Phylogenetic analysis of full-length capsid protein sequences showing the relationship between human astrovirus Puget Sound (HAstV-PS) identified in brain of 15-year-old boy with X-linked agammaglobulinemia and encephalitis and other astroviruses. GenBank accession numbers in parentheses: MLB1 (FJ22245), VA1 (FJ973620), HAstV-1 (AB000295), HAstV-2 (L06802), HAstV-3 (DQ630763), HAstV-4 (AB025803), HAstV-5 (U15136), HAstV-6 (Z46658), HAstV-7 (Y08632), HAstV-8 (Z66541), MAstV (AY179509), OAstV (NC_002469), BatAstV (FJ571074), FAstV (AF056197), ChAstV (EU650331), PAstV (Y15938), ANV 1 (AB033998), ANV 2 (AB046864), TAstV 1 (Y15936), and TAstV 2 (AY769615).
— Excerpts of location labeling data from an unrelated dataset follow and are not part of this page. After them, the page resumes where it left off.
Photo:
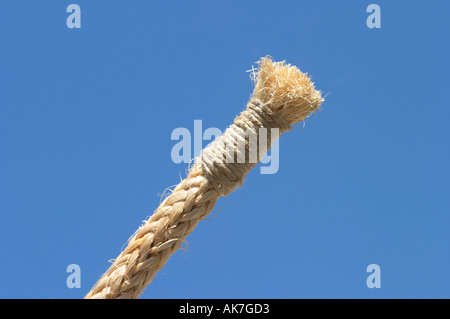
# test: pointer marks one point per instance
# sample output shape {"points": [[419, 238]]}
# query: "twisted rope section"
{"points": [[157, 239], [282, 96]]}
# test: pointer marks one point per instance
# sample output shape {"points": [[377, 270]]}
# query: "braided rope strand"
{"points": [[282, 96]]}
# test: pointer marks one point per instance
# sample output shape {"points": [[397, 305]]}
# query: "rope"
{"points": [[282, 96]]}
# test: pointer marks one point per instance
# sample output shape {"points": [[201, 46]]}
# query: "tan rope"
{"points": [[282, 96]]}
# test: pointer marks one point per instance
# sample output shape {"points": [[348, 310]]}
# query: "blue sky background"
{"points": [[86, 117]]}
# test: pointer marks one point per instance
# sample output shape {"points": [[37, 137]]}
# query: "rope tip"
{"points": [[286, 90]]}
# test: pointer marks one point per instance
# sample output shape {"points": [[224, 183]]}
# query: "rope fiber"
{"points": [[282, 96]]}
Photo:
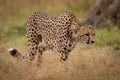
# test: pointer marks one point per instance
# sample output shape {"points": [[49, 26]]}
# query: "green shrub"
{"points": [[106, 37]]}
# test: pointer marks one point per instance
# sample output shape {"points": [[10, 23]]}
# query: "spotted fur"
{"points": [[60, 34]]}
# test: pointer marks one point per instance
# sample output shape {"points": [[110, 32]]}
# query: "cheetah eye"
{"points": [[87, 34]]}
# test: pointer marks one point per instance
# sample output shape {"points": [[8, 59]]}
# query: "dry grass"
{"points": [[84, 63]]}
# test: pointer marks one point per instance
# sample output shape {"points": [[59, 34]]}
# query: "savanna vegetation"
{"points": [[100, 61]]}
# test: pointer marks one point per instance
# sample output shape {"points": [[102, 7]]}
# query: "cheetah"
{"points": [[60, 34]]}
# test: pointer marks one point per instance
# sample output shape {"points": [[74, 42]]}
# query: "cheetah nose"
{"points": [[92, 42]]}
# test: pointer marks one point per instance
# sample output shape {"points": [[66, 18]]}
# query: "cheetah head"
{"points": [[86, 35]]}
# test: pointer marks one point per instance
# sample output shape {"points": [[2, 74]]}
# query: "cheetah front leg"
{"points": [[31, 51], [41, 49], [63, 59]]}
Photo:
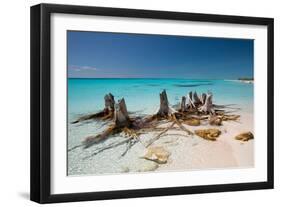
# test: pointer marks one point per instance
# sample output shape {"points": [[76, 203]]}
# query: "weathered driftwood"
{"points": [[183, 107], [121, 120], [121, 117], [203, 98], [196, 99], [193, 109], [106, 113], [207, 108], [190, 104]]}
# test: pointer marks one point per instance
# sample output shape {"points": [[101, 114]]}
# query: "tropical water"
{"points": [[142, 95]]}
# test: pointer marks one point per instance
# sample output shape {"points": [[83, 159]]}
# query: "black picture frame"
{"points": [[41, 98]]}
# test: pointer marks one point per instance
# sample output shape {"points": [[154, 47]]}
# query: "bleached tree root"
{"points": [[150, 142], [105, 114]]}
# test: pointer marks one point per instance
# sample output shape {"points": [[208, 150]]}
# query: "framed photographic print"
{"points": [[132, 103]]}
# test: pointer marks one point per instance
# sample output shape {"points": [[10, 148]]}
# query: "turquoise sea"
{"points": [[142, 95]]}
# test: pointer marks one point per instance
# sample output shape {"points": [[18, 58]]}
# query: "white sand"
{"points": [[187, 153]]}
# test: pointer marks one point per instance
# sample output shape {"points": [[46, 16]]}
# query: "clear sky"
{"points": [[117, 55]]}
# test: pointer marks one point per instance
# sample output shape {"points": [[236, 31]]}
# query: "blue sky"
{"points": [[117, 55]]}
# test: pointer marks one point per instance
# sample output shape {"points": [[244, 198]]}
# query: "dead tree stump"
{"points": [[190, 104], [183, 104], [196, 99], [121, 117], [164, 104], [109, 102], [208, 107], [203, 98]]}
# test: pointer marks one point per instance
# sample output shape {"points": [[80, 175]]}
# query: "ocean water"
{"points": [[142, 95]]}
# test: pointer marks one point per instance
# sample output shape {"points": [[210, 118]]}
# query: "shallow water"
{"points": [[141, 96]]}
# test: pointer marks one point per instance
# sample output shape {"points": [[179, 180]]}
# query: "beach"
{"points": [[185, 152]]}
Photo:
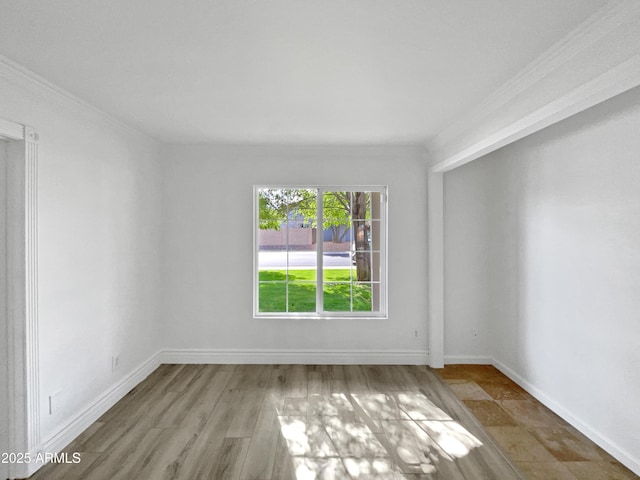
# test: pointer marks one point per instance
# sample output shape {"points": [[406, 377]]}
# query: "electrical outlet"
{"points": [[52, 402], [115, 362]]}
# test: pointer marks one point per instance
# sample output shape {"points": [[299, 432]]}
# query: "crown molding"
{"points": [[25, 78], [595, 61]]}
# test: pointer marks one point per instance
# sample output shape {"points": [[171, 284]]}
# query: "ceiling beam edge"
{"points": [[596, 61]]}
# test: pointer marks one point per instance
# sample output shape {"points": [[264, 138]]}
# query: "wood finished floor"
{"points": [[542, 444], [281, 422]]}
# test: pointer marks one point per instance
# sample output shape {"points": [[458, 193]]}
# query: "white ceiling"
{"points": [[284, 71]]}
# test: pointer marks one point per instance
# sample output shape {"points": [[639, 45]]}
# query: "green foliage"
{"points": [[337, 290], [276, 204]]}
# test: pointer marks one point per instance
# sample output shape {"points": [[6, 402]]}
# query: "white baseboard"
{"points": [[623, 456], [59, 440], [468, 359], [309, 357]]}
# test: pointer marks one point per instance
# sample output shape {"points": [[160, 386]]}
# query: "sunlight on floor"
{"points": [[371, 436]]}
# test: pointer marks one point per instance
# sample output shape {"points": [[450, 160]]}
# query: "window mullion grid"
{"points": [[319, 250], [286, 273], [355, 255]]}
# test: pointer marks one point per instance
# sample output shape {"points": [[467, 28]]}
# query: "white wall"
{"points": [[563, 275], [466, 257], [4, 346], [99, 214], [208, 250]]}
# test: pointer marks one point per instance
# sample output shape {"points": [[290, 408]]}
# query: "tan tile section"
{"points": [[543, 445], [546, 471], [469, 391], [520, 444], [489, 413]]}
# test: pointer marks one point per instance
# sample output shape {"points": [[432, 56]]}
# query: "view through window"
{"points": [[320, 251]]}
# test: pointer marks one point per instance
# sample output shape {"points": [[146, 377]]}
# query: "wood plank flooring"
{"points": [[285, 422]]}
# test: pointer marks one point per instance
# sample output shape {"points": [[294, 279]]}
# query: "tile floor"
{"points": [[541, 443]]}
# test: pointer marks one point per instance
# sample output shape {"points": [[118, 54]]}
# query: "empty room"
{"points": [[296, 239]]}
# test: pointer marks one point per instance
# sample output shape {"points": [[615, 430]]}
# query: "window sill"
{"points": [[315, 316]]}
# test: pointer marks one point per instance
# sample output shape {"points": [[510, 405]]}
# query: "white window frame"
{"points": [[319, 314]]}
Bayesian posterior probability values >75% are shown at respective nodes. FAstV, feline astrovirus; ChAstV, cheetah astrovirus; PAstV, porcine astrovirus; OAstV, ovine astrovirus; MAstV, mink astrovirus; ANV, avian nephritis virus; TAstV, turkey astrovirus. Scale bar indicates number of amino acid substitutions per site.

Figure 4

Immunofluorescence and immunohistochemical analyses with human astrovirus Puget Sound capsid antibodies. A) Indirect double immunofluorescence–stained, formalin-fixed, paraffin-embedded tissue sections from 15-year-old boy with X-linked agammaglobulinemia and astrovirus encephalitis and a control with astrogliosis not caused by astrovirus infection. The sections were stained for the astrocyte marker glial fibrillary acidic protein (GFAP, green) and for viral capsid protein (rabbit serum 1:1,000, red). Viral capsid protein is present in hypertropic astrocytes throughout the subcortical white matter and cortex; astrocytes have swollen cell bodies with intense GFAP immunostaining. Blue signal (DAPI) indicates nuclear counterstaining. Original magnification ×100. B) Immunohistochemical localization of viral antigen in a frontal cortex biopsy specimen. Immunoalkaline phosphatase stain with viral capsid antibodies (rabbit serum 1:1,000) and naphthol-fast red with hematoxylin counterstain. Original magnification ×158.